Dr. Killebrew is a retired orthopedic surgeon and close friend from high school in Nashville and a fraternity brother at Davidson College. He has joined me on something like a dozen sailing adventures in the Caribbean. He lives in LaGrange, Georgia, in the heart of the Deep South. He was a lifelong, moderate Republican prior to the Age of Trump when he became an Independent. Here is his petition to his elected officials in Georgia:

An open letter to Senators Johnny Isakson, David Perdue and Congressman Drew Ferguson

Gentlemen:

Once again a mass killing has put gun control at the top of our nation’s political agenda. Once again there is a national outpouring of grief and sorrow over the insane shooting of innocents.  Once again the focal point of debate is gun control and the NRA.  Once again, I suspect, this momentary tidal wave of emotion will recede and calmer waters will return, until, with the same degree of certainty as the ebb and flood of the tide itself, the next wave occurs.  You can bet on it.  It’s not a question of if, only when and where.  As someone has said, insanity is doing the same thing over and over and expecting a different result.  If we continue the skillful neglect of this issue, then it is we who are insane.

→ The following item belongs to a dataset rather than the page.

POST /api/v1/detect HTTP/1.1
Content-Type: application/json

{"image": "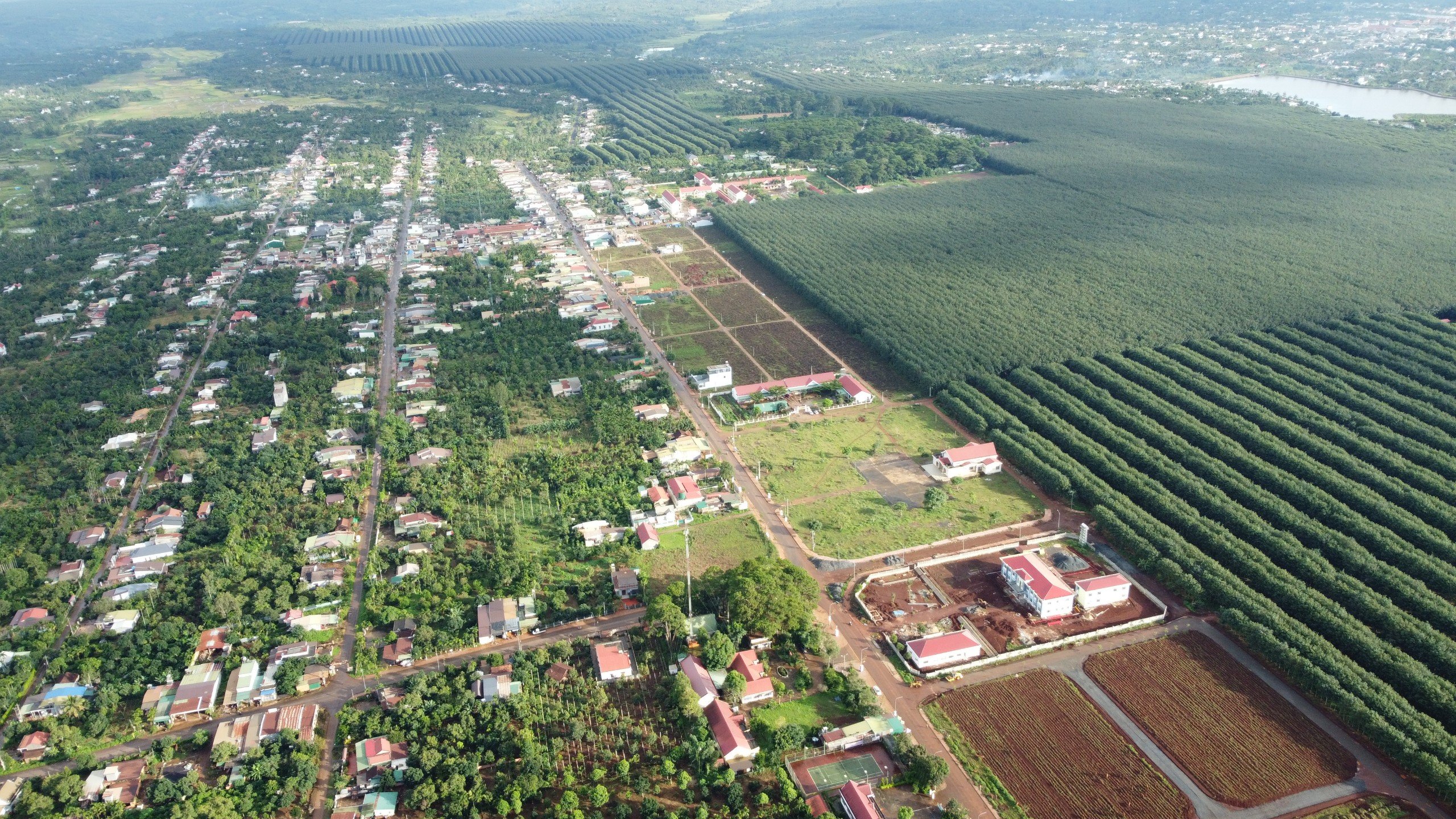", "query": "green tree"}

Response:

I am a gun owner who does not belong to the NRA, so I come to this issue not as an extremist but as an “alt centrist,” if you will.   I don’t want to have guns confiscated.   I do want the mass killings to stop.

I think it would be good for us as a nation to keep our eye on the ball here, and the “ball” is mass shootings, which is a different problem from guns used in, say, armed robberies, or inner city gang homicides, or domestic shootings, or self-inflicted shootings, either intentional or accidental.  The gun issue is a multifactorial one which will not yield to one sweeping piece of legislation.  Rather, it will require different approaches tailored to each of the differing problems. That said, surely we can all agree that measures should be taken to bring mass shootings to a halt.  The perpetrators of these atrocious acts would seem to be, at least temporarily, mentally unbalanced, and, unquestionably, armed to the teeth. 

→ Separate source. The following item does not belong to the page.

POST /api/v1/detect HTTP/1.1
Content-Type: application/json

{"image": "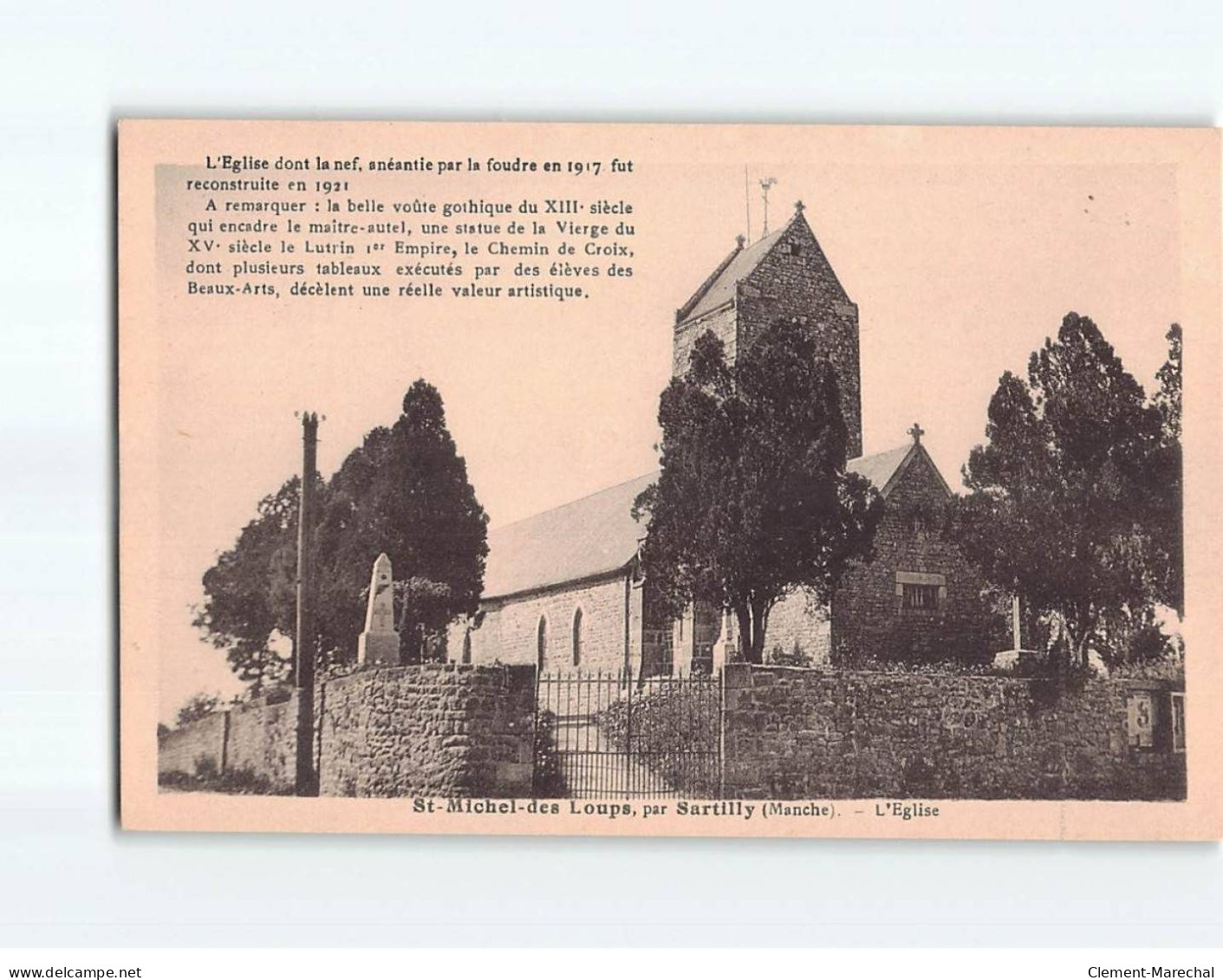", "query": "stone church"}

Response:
[446,203,993,674]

 I fail to understand why any civilian needs to possess weapons with the continuous firepower of those used in the recent mass shootings.  Someone is going to have to explain to me why any law abiding citizen needs to own multiple clips and multiple magazines, each holding 15 or 20 or 30 or 50 or more rounds. To what end?  Certainly not hunting.  Certainly not target practice or competition. Certainly not to control vermin or armadillos. The only reasons I can think of involve doing bad things. 

So, without limiting gun ownership at all, why not try to limit their continuous firepower?  Place controls on the number of clips and magazines one can own, and on their capacity.  We already limit shotguns to three shells plus a plug.  We already proscribe ownership of automatic weapons.  No less a personage than the late Supreme Court Justice John Scalia voiced his opinion that rights, including those granted under the Second Amendment are not without limits.  We can’t own machine guns.  We can’t own bazookas.  We can’t shout “Fire!” in a crowded theater.   This ought to be a slam dunk, though I acknowledge that in the realm of legislation there is no such thing.  What to do about oversized magazines already in circulation would have to be addressed.  It won’t be easy, but it is necessary.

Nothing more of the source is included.